We've added depends_on to the schema but we still have a gap in our validation logic: we allow any string to be present in the dependency list. Ideally, we want to allow only the names of services in the dependency list.

We can do this by defining a custom #Dependable type for the elements of our depends_on list type:

services: [string]: #Service

#Dependable: or([for k,v in services { k }])

_ServiceWithBuild: { build: string }
_ServiceWithImage: { image: string }
#Service: (_ServiceWithBuild | _ServiceWithImage) & {
healthcheck?: {
retries: >0
}
depends_on?: [#Dependable, ...#Dependable]
}

The definition of depends_on now points to the #Dependable type which has a definition we've not seen so far. Let's break it down step-by-step.

The stanza [for k,v in services { k }] is a list comprehension expression that iterates over the keys k and values v in our services object. For each key/value pair, the result of the brace-delimited block is added to the output list. In our case, we get a list that looks like this: [database, cache, app].

The or(...) expression is a distributed disjunction: it turns the list into a disjunction type. In our case this gives us the disjoint type database | cache | app: a string of exactly one of those three values.

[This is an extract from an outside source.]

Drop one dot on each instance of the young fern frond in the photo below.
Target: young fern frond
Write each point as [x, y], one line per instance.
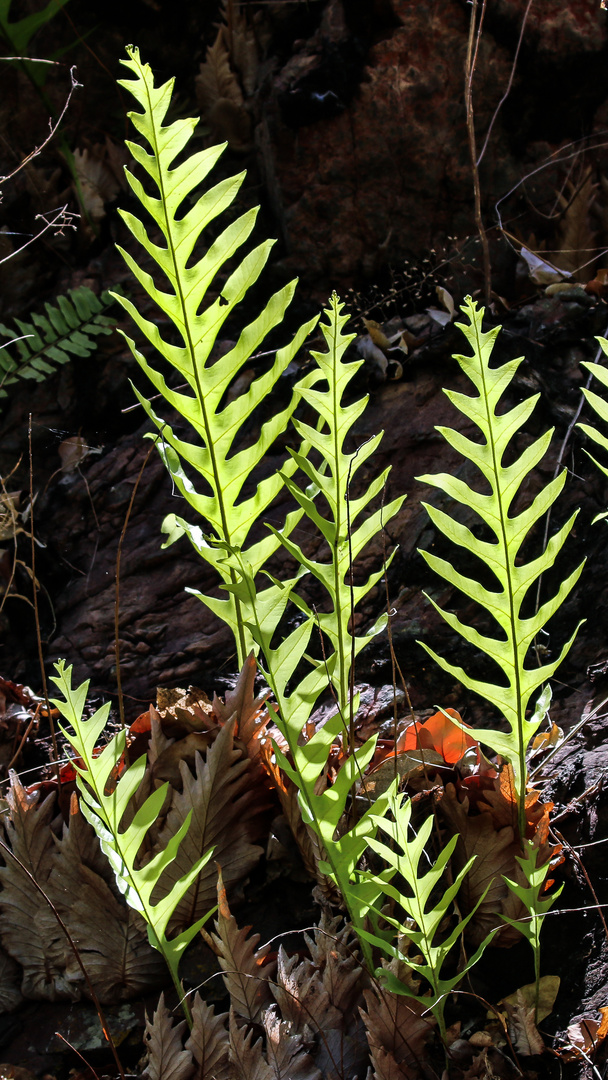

With this schema, if we make a mistake in our depends_on list like this:

services:
database:
image: postgres:14
cache:
image: redis:6.2
app:
build: ./app
healthcheck:
retries: 1
depends_on:
- database
- cach

Then Cue will complain that cach doesn't match the disjunction:

services.app.depends_on.1: 3 errors in empty disjunction:
services.app.depends_on.1: conflicting values "app" and "cach":
./docker-compose.yaml:12:10
./schema.cue:1:21
./schema.cue:3:18
./schema.cue:3:40
./schema.cue:11:35
services.app.depends_on.1: conflicting values "cache" and "cach":
./docker-compose.yaml:12:10
./schema.cue:1:21
./schema.cue:3:18
./schema.cue:3:40
./schema.cue:11:35
services.app.depends_on.1: conflicting values "database" and "cach":
./docker-compose.yaml:12:10
./schema.cue:1:21
./schema.cue:3:18
./schema.cue:3:40
./schema.cue:11:35

Closing Thoughts

I'm still in the discovery phase with Cue, but I'm already seeing the power of the system. In particular, the combination of disjunction types and constraint types seem to be a natural fit for many of the config formats I find myself dealing with on a daily basis.

Much of the true power in Cue comes from the synthesis of schema validation and config generation, a topic I plan to cover in a future post.